L’enjeu structurant du projet était électrique. Un parc de 26 machines de production — centres d’usinage, lasers de découpe, essoreuses, installation de tribo-finition, compresseur et poste de lavage — génère une puissance installée qui dépasse le seuil d’alimentation basse tension. Le raccordement au réseau haute tension (HTA 20 kV) avec transformateur dédié s’imposait dès l’amont du projet, impliquant des démarches spécifiques auprès d’Enedis et une conception adaptée du poste de livraison extérieur. La combinaison d’un usage industriel intensif et d’une partie tertiaire à régulation indépendante rendait par ailleurs indispensable une architecture électrique clairement bipartite.
Notre mission
Odetec est intervenu en bureau d’études électricité, en co-traitance avec Constructions Métalliques Vigier (mandataire), depuis les études de PRO jusqu’aux études d’exécution (EXE). La mission couvrait l’ensemble du lot courants forts et courants faibles : raccordement HTA, conception du tableau général basse tension (TGBT), distribution atelier et bureaux, câblage VDI catégorie 6A, alarme incendie type 4, sonorisation multizone et installation vidéo.
L’angle structurant de la mission résidait dans la double architecture de distribution : un circuit atelier dimensionné pour alimenter individuellement 26 machines de production, avec des sections de câble calculées au plus juste pour les distances caractéristiques de ce bâtiment industriel, et un circuit bureaux alimenté en départ séparé depuis le TGBT. Chaque départ a fait l’objet d’une note de calcul individualisée selon la norme IEC 60364 et le guide TR50480, intégrant les contraintes de chute de tension propres à chaque récepteur.
Les défis techniques relevés
La puissance cumulée de l’atelier — machines d’usinage de haute précision, aspiration de brouillard d’huile, compresseur, essoreuses et poste de lavage — franchissait le seuil de 250 kVA imposant un raccordement direct au réseau 20 kV. Cela a requis la conception d’un poste de livraison extérieur équipé d’un transformateur de 630 kVA, d’un appareillage HTA (protection par fusibles et relais de détection ampéremétrique) et la pose d’un câble HTA de 185 mm² aluminium sur 80 m enterrés depuis le point de raccordement réseau. Les démarches administratives auprès d’Enedis ont été intégrées à la mission, avec coordination du délai de raccordement au calendrier de chantier.

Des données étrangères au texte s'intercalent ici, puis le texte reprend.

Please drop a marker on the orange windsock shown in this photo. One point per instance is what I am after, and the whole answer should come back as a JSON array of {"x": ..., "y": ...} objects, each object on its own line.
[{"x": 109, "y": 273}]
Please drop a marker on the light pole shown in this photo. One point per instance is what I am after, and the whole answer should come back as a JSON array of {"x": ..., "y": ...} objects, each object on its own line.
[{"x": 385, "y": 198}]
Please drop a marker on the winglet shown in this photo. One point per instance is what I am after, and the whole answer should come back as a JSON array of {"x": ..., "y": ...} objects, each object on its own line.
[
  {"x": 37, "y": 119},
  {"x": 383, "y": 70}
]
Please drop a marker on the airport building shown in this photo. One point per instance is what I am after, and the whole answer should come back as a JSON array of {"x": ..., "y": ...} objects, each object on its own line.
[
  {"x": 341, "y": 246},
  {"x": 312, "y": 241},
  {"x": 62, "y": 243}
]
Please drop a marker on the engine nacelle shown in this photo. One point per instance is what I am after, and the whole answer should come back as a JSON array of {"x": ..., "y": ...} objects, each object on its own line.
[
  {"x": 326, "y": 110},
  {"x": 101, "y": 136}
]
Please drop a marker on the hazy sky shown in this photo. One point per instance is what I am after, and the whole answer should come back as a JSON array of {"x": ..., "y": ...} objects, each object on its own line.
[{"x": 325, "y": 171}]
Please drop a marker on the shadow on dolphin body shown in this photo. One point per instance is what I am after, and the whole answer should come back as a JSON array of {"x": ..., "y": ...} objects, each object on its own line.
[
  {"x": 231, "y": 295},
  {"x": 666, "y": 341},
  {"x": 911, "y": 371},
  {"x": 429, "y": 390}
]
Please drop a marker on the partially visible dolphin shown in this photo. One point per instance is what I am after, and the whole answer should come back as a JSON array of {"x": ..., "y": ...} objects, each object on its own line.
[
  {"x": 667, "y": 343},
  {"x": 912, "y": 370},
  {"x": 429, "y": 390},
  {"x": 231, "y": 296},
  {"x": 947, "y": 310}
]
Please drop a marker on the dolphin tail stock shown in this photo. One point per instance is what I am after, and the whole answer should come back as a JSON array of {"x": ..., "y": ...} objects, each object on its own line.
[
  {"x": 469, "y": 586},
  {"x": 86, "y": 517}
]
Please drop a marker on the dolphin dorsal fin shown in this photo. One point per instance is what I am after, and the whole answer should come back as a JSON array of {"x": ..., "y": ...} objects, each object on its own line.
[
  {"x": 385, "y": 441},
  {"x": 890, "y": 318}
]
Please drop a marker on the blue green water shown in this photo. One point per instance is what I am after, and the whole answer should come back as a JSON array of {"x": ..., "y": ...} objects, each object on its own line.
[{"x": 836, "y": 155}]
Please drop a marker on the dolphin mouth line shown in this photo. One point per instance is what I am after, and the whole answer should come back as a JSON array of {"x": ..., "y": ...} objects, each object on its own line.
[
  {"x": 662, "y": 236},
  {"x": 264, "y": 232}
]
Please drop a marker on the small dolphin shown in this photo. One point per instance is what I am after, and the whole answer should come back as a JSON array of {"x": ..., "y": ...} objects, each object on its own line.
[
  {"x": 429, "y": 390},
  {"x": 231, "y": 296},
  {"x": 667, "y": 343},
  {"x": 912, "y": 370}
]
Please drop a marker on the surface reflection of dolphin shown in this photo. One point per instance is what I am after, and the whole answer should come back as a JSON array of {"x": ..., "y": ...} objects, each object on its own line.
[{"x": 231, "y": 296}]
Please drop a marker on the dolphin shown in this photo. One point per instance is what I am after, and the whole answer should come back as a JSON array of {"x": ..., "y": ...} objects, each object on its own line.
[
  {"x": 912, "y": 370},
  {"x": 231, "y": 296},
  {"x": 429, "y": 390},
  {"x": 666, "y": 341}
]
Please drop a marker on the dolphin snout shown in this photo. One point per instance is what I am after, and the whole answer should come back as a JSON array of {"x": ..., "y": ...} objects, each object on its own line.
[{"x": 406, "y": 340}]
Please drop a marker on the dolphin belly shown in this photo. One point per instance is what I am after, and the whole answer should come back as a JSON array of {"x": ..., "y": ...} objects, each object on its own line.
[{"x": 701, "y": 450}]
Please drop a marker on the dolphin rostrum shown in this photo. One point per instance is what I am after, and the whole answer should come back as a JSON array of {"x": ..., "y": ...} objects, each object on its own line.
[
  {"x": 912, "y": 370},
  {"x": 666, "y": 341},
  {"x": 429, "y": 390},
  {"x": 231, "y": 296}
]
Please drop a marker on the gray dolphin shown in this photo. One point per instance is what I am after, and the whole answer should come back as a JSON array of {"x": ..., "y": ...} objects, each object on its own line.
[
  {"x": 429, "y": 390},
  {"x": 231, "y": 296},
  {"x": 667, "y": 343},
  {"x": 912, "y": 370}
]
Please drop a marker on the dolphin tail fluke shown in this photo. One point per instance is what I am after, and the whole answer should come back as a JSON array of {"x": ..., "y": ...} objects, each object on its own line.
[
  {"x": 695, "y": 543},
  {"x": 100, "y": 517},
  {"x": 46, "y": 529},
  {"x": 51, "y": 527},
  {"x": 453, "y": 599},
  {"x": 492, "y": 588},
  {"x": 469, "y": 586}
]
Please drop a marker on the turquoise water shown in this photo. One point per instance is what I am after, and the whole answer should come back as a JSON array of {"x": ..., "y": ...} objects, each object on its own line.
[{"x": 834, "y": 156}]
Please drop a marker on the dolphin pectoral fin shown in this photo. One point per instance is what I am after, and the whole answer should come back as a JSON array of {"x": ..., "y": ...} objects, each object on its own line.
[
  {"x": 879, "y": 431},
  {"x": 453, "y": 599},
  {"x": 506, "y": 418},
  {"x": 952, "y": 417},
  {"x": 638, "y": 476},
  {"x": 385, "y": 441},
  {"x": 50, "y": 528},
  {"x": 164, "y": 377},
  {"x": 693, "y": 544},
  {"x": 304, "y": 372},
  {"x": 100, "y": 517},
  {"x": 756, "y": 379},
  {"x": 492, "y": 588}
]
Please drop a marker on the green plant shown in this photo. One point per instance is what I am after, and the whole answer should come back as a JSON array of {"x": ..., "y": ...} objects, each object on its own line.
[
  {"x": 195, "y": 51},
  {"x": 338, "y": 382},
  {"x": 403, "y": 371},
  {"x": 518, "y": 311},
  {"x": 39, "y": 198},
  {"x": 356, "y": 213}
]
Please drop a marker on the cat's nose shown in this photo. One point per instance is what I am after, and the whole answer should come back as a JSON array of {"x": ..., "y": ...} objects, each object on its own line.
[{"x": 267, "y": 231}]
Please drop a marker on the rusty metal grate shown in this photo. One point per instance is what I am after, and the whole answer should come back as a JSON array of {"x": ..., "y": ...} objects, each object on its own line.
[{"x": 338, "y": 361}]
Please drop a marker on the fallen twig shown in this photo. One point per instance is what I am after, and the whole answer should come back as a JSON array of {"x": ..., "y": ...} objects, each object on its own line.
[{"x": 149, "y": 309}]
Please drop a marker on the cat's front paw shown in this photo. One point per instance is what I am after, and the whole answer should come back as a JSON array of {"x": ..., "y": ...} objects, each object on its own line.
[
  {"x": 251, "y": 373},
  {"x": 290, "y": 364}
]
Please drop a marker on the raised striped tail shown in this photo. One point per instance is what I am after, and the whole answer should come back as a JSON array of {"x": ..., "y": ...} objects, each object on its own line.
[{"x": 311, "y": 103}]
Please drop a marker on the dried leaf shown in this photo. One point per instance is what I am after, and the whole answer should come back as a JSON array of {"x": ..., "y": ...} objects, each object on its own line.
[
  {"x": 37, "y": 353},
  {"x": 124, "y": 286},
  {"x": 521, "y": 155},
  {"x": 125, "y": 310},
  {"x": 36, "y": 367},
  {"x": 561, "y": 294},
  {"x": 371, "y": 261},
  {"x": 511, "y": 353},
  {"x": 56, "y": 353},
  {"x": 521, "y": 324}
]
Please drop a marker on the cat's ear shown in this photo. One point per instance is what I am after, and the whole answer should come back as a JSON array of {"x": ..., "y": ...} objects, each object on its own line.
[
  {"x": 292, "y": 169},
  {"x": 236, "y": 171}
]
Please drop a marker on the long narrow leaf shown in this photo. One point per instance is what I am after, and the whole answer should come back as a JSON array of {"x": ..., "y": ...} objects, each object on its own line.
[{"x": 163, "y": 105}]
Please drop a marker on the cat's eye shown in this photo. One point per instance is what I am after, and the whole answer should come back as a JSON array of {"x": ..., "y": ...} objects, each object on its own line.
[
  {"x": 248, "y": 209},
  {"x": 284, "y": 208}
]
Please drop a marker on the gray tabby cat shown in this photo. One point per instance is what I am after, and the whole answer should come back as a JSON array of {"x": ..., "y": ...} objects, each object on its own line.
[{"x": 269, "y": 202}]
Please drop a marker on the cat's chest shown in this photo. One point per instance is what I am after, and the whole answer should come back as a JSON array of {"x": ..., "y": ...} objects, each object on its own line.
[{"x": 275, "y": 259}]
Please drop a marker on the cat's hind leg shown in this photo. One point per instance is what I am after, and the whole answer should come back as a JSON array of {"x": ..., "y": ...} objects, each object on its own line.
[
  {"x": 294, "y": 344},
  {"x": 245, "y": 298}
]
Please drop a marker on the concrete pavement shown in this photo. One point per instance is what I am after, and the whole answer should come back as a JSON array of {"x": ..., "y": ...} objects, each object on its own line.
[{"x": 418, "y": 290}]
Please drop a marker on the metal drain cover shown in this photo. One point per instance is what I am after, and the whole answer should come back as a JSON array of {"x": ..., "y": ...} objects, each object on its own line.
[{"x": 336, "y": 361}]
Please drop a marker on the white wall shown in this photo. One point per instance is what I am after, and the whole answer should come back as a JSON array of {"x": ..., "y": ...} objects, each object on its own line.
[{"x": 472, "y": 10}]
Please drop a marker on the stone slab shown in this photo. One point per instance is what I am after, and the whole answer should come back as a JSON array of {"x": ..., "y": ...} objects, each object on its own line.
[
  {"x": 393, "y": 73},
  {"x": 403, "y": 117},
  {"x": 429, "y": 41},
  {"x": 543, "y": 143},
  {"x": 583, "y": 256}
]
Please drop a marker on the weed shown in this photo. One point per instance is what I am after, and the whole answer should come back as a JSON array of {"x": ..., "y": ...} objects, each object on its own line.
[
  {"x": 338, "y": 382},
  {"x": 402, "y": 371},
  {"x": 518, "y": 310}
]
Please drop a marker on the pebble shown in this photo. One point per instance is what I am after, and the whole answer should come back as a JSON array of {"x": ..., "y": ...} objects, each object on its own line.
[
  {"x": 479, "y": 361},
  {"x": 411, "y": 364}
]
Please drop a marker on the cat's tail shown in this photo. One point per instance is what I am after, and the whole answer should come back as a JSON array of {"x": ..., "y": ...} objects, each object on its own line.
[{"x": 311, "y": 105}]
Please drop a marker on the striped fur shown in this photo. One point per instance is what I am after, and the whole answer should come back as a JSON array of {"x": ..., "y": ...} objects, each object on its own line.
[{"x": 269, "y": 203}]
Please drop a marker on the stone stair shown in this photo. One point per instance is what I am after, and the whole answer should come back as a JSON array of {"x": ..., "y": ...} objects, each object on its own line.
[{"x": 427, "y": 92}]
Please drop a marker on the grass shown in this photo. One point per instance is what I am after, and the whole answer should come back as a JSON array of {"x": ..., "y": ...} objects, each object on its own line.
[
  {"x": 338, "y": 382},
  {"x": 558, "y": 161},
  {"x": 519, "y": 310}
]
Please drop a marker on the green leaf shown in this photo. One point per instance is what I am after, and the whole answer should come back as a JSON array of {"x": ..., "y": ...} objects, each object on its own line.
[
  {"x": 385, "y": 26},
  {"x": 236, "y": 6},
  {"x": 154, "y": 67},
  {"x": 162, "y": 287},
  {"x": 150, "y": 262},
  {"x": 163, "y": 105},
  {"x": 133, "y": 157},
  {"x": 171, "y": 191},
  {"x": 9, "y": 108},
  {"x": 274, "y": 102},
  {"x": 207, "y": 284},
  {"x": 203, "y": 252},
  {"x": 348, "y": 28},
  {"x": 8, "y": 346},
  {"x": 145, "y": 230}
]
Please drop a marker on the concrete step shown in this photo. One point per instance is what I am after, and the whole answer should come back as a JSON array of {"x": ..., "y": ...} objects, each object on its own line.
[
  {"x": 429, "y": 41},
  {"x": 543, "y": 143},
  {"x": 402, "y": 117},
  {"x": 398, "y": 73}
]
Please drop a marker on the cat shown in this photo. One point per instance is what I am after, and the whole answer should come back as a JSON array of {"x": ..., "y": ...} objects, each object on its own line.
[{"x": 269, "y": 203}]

Alimenter 26 machines individuellement, avec des puissances unitaires allant de 4 kVA (gestion des stocks) à 64 kVA par machine d’usinage, sur la surface étendue de l’atelier, aurait conduit à un réseau câblé dense et peu évolutif. La solution s’est appuyée sur des canalis de puissance (barrettes 160A et 250A) répartis dans l’atelier, chaque machine étant dérivée depuis le nœud le plus proche. Les tableaux de distribution ont été dimensionnés avec une réserve de 30 % pour permettre les extensions ultérieures sans refonte de l’installation. Les longues distances de l’atelier ont par ailleurs imposé le surcalibrage de plusieurs câbles par rapport aux sections — pour respecter les contraintes de chute de tension de chaque poste.